The idea behind the TouchArcade Game of the Week is that every Friday afternoon we post the one game that came out this week that we think is worth giving a special nod to. Now, before anyone goes over-thinking this, it doesn’t necessarily mean our Game of the Week pick is the highest scoring game in a review, the game with the best graphics, or really any other quantifiable “best" thing. Instead, it’s more just us picking out the single game out of the week’s releases that we think is the most noteworthy, surprising, interesting, or really any other hard to describe quality that makes it worth having if you were just going to pick up one.
These picks might be controversial, and that’s OK. If you disagree with what we’ve chosen, let’s try to use the comments of these articles to have conversations about what game is your game of the week and why.
Without further ado…
Alt-Frequencies
Developer Accidental Queens released A Normal Lost Phone back in 2017, a game that mimicked an actual lost phone on your own smartphone and tasked you with digging into the very personal life of that faux phone’s owner, solving puzzles and mysteries along the way. It joined an elite group of games that brought a truly unique experience to its players; games like Neven Mrgan’s Blackbar which dealt with censorship and and text in interesting ways; or Papa Sangre which created an exhilarating adventure using nothing but audio; or Lifeline which made you feel like you were actually reaching out and communicating with another human being via text messages to save their life; or Her Story which used full motion video as a way to leave a trail of breadcrumb clues on your way to solving a murder mystery; or Simogo’s Device 6 which basically took everything you thought you knew about audio, visuals, text, and storytelling and threw it out the window. All these games are unlike anything I’d ever played before at the time, and Accidental Queen’s new title Alt-Frequencies ($4.99) again brings a truly unique and groundbreaking experience to mobile players.

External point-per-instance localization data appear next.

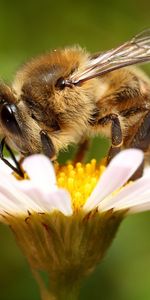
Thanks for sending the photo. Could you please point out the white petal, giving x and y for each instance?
(47, 201)
(130, 194)
(59, 200)
(139, 208)
(41, 171)
(120, 169)
(25, 195)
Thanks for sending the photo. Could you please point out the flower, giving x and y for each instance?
(64, 225)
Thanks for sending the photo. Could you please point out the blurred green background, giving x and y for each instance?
(28, 28)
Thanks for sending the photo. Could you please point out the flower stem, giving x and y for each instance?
(58, 290)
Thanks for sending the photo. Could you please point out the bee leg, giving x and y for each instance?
(116, 137)
(16, 169)
(82, 148)
(47, 145)
(141, 141)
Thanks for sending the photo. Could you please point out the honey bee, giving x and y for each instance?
(68, 94)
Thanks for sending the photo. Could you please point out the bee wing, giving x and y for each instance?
(135, 51)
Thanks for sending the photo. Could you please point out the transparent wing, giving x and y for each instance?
(135, 51)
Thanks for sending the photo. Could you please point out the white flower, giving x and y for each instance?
(41, 194)
(64, 225)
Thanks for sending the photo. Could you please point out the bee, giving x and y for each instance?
(67, 95)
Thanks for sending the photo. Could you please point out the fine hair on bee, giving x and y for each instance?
(68, 95)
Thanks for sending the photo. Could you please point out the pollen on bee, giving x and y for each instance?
(79, 179)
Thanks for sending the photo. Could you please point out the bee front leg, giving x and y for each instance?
(116, 134)
(116, 137)
(82, 149)
(141, 140)
(17, 168)
(47, 145)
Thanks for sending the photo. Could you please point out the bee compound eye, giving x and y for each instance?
(7, 118)
(60, 83)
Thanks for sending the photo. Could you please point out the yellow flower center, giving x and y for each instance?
(79, 179)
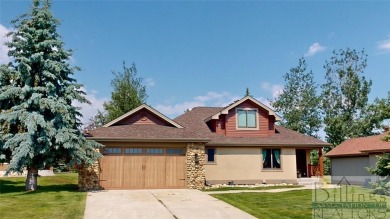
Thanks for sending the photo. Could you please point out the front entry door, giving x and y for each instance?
(301, 162)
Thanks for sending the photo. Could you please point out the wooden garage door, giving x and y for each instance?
(138, 168)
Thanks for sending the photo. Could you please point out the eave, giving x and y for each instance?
(188, 140)
(225, 111)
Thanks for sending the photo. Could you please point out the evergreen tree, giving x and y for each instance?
(129, 93)
(299, 102)
(345, 97)
(38, 124)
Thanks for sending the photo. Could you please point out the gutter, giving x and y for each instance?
(187, 140)
(274, 144)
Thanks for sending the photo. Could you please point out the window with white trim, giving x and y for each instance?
(210, 155)
(246, 118)
(271, 158)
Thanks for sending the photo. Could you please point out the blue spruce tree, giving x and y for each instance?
(38, 124)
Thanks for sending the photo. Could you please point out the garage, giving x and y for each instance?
(142, 168)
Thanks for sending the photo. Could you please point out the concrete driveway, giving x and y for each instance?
(167, 203)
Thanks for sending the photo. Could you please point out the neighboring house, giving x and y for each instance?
(351, 158)
(237, 144)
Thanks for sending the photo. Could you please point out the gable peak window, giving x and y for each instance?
(246, 118)
(271, 158)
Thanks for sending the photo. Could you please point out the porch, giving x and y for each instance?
(307, 166)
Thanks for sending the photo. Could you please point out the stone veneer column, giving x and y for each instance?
(195, 172)
(89, 177)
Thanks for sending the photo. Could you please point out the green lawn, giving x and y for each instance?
(56, 197)
(295, 204)
(251, 188)
(292, 204)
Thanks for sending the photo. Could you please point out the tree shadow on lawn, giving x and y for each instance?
(8, 186)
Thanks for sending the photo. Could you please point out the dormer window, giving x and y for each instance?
(247, 118)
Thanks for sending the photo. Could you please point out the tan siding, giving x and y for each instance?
(240, 164)
(143, 117)
(271, 125)
(231, 126)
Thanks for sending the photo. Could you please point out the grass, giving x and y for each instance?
(251, 188)
(56, 197)
(291, 204)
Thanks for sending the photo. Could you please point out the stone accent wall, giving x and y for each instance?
(89, 177)
(195, 171)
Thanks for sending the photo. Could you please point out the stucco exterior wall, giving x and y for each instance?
(244, 165)
(353, 169)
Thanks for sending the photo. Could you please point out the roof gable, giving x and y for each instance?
(225, 110)
(155, 113)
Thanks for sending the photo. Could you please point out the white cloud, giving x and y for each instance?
(314, 49)
(3, 48)
(384, 45)
(274, 89)
(87, 110)
(216, 99)
(149, 82)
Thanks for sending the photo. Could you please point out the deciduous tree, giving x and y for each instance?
(299, 102)
(129, 93)
(345, 92)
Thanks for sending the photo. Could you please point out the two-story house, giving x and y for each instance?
(237, 144)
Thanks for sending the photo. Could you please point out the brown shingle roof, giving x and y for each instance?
(360, 146)
(194, 127)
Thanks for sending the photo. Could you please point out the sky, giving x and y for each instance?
(206, 53)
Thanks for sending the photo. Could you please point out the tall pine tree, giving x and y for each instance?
(345, 97)
(299, 102)
(38, 124)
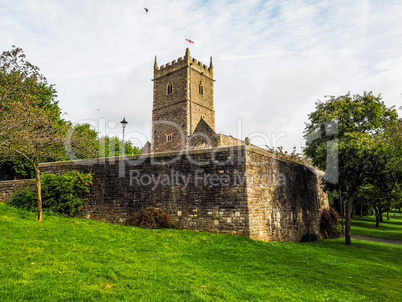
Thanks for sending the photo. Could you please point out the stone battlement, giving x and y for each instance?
(182, 62)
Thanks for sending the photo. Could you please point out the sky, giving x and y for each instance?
(272, 59)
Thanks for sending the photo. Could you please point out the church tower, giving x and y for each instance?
(183, 96)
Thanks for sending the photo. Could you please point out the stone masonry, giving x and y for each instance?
(204, 180)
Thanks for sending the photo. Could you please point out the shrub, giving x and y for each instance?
(62, 194)
(329, 223)
(24, 199)
(152, 218)
(309, 237)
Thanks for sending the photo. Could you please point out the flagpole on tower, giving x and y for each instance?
(187, 40)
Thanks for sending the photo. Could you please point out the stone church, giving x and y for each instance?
(204, 180)
(183, 114)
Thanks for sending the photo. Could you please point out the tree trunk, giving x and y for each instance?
(349, 209)
(377, 218)
(38, 190)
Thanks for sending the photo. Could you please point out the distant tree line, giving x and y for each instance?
(32, 129)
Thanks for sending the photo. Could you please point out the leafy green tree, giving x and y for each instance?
(29, 115)
(342, 138)
(382, 187)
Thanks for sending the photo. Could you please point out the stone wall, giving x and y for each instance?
(285, 198)
(8, 187)
(201, 190)
(240, 190)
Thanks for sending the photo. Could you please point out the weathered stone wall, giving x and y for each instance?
(241, 190)
(201, 190)
(233, 190)
(285, 198)
(8, 187)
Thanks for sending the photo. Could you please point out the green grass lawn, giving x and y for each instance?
(389, 229)
(65, 259)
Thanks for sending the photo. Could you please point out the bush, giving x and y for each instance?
(152, 218)
(309, 237)
(24, 199)
(329, 223)
(62, 194)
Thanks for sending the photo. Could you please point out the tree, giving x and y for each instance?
(30, 122)
(382, 187)
(342, 136)
(111, 146)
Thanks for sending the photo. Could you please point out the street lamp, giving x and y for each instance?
(123, 123)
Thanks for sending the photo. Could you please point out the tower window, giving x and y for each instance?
(200, 88)
(170, 88)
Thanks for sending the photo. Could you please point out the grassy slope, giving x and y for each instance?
(389, 229)
(65, 259)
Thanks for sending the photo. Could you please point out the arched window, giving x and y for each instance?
(200, 88)
(169, 87)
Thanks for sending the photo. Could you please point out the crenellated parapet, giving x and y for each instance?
(183, 62)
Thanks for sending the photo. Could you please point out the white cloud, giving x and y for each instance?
(272, 59)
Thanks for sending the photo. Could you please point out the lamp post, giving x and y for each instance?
(123, 123)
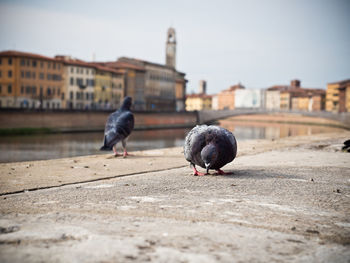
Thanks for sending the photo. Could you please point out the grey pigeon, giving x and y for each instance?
(119, 125)
(210, 147)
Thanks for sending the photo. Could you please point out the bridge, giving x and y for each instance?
(208, 116)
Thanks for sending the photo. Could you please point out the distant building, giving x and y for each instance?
(226, 98)
(294, 97)
(170, 59)
(198, 102)
(249, 98)
(134, 81)
(154, 87)
(215, 102)
(272, 99)
(202, 89)
(29, 80)
(180, 91)
(338, 96)
(79, 82)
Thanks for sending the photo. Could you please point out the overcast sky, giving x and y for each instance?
(255, 42)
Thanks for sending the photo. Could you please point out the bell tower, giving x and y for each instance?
(171, 48)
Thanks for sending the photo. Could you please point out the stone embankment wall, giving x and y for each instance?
(91, 121)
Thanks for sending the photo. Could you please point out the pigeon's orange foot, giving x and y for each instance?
(196, 173)
(126, 154)
(221, 172)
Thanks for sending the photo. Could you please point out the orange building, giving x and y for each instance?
(226, 98)
(294, 97)
(338, 96)
(31, 81)
(198, 102)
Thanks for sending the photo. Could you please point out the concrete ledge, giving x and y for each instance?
(287, 200)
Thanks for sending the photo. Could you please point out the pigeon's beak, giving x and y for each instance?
(207, 167)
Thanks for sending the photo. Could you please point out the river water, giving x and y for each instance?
(52, 146)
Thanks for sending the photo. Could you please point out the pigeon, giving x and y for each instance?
(346, 147)
(210, 147)
(118, 127)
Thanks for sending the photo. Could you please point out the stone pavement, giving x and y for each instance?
(288, 200)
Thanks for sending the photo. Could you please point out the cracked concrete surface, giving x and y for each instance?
(287, 201)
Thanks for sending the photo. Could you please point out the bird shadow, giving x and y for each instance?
(253, 174)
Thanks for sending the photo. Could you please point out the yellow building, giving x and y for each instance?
(226, 98)
(31, 81)
(198, 102)
(285, 101)
(338, 96)
(103, 88)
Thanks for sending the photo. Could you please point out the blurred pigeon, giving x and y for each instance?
(346, 147)
(118, 127)
(210, 147)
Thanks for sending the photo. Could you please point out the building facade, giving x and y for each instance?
(294, 97)
(31, 81)
(338, 96)
(273, 100)
(80, 84)
(226, 98)
(250, 98)
(198, 102)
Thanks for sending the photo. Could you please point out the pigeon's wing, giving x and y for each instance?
(118, 126)
(194, 143)
(227, 146)
(125, 124)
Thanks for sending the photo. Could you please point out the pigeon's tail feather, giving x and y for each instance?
(106, 148)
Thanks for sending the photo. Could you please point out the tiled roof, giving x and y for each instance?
(200, 95)
(346, 81)
(123, 65)
(13, 53)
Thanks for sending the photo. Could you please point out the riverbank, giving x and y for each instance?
(23, 122)
(287, 200)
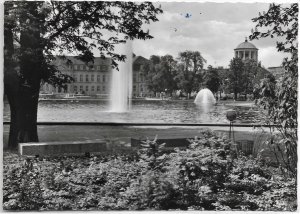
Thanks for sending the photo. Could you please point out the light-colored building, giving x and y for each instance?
(94, 79)
(89, 79)
(246, 50)
(276, 71)
(140, 88)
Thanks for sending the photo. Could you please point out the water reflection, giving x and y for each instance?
(143, 111)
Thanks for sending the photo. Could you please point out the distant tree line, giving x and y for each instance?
(186, 74)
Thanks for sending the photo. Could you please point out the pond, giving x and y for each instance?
(142, 111)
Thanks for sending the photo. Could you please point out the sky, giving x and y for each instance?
(213, 29)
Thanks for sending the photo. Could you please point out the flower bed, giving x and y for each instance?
(209, 175)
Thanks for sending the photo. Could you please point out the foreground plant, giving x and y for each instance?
(209, 175)
(280, 99)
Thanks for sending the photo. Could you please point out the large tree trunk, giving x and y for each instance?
(22, 78)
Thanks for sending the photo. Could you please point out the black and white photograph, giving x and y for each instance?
(150, 106)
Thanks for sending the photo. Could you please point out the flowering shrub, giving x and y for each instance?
(209, 175)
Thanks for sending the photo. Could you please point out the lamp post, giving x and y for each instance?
(231, 116)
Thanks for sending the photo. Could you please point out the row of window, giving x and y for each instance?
(91, 78)
(88, 88)
(136, 77)
(102, 68)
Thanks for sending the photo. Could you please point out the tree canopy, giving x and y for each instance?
(189, 75)
(35, 32)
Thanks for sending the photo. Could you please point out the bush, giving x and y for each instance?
(209, 175)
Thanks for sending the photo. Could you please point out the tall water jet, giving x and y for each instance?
(121, 82)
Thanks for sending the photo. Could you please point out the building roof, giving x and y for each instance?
(139, 59)
(246, 45)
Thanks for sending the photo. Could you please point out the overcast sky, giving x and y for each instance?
(214, 29)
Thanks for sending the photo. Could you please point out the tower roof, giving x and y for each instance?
(246, 45)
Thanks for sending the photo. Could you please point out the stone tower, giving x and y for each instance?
(246, 50)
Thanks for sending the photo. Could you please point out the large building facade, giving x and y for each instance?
(89, 79)
(94, 79)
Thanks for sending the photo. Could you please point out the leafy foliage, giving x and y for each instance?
(280, 99)
(189, 70)
(212, 79)
(209, 175)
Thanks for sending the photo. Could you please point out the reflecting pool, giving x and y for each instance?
(142, 111)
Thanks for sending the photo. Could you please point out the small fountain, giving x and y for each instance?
(204, 101)
(121, 82)
(205, 97)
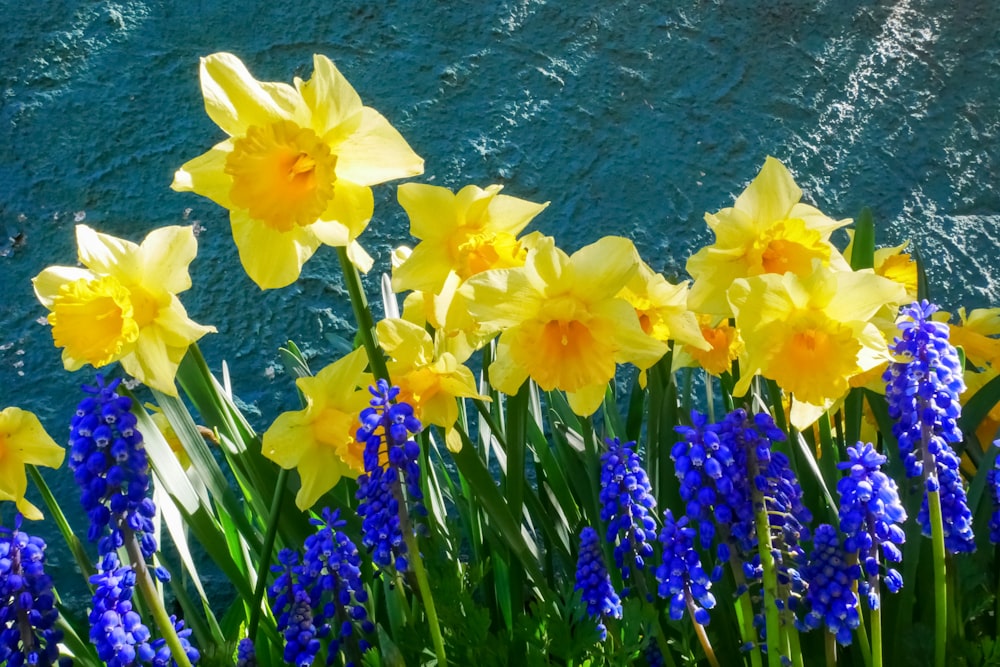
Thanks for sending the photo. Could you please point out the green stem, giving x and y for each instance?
(72, 541)
(264, 564)
(876, 615)
(362, 315)
(940, 578)
(425, 594)
(153, 602)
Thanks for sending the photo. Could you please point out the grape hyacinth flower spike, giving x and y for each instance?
(922, 390)
(389, 489)
(28, 635)
(627, 504)
(594, 582)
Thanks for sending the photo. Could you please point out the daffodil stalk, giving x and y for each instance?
(366, 330)
(149, 593)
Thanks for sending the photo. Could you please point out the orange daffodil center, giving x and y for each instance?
(562, 323)
(283, 175)
(811, 335)
(296, 170)
(768, 230)
(123, 306)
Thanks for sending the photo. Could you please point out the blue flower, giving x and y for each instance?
(392, 464)
(116, 629)
(594, 582)
(830, 587)
(870, 514)
(27, 604)
(110, 466)
(626, 505)
(246, 655)
(680, 576)
(322, 596)
(922, 390)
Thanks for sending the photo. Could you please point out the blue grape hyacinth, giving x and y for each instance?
(680, 576)
(870, 518)
(627, 504)
(110, 465)
(28, 635)
(389, 489)
(922, 390)
(594, 582)
(830, 595)
(321, 596)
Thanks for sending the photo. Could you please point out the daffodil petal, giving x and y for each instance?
(206, 175)
(772, 194)
(108, 255)
(48, 282)
(271, 258)
(430, 208)
(376, 153)
(585, 401)
(165, 254)
(601, 269)
(330, 97)
(234, 100)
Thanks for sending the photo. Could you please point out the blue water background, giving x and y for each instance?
(630, 118)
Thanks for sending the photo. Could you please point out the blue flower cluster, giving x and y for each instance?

It’s kind of hard to even describe what Alt-Frequencies even is, but I guess if I had to put it into words it would be an audio mystery game that’s “interactive investigation meets podcasting." It’s like they took bits and pieces of all the games mentioned above and threw them in a blender to awesome effect. You’ll bounce between various radio broadcasts, getting snippets of info either right out in the open or hidden in the dialogue, and you have the ability to record certain clips and send them into the radio hosts, thus changing the ongoing narrative and the current events of the game world. Again, it’s incredibly hard to describe but already has me totally hooked even after just a few minutes, and I can’t wait to see where the rest of the game goes. If you’ve enjoyed any of the games mentioned here or just appreciate a developer going in a totally new direction in terms of what you can expect from a video game, you owe it to yourself to check out Alt-Frequencies and carve out some quiet time this weekend to really lose yourself in this fascinating experience.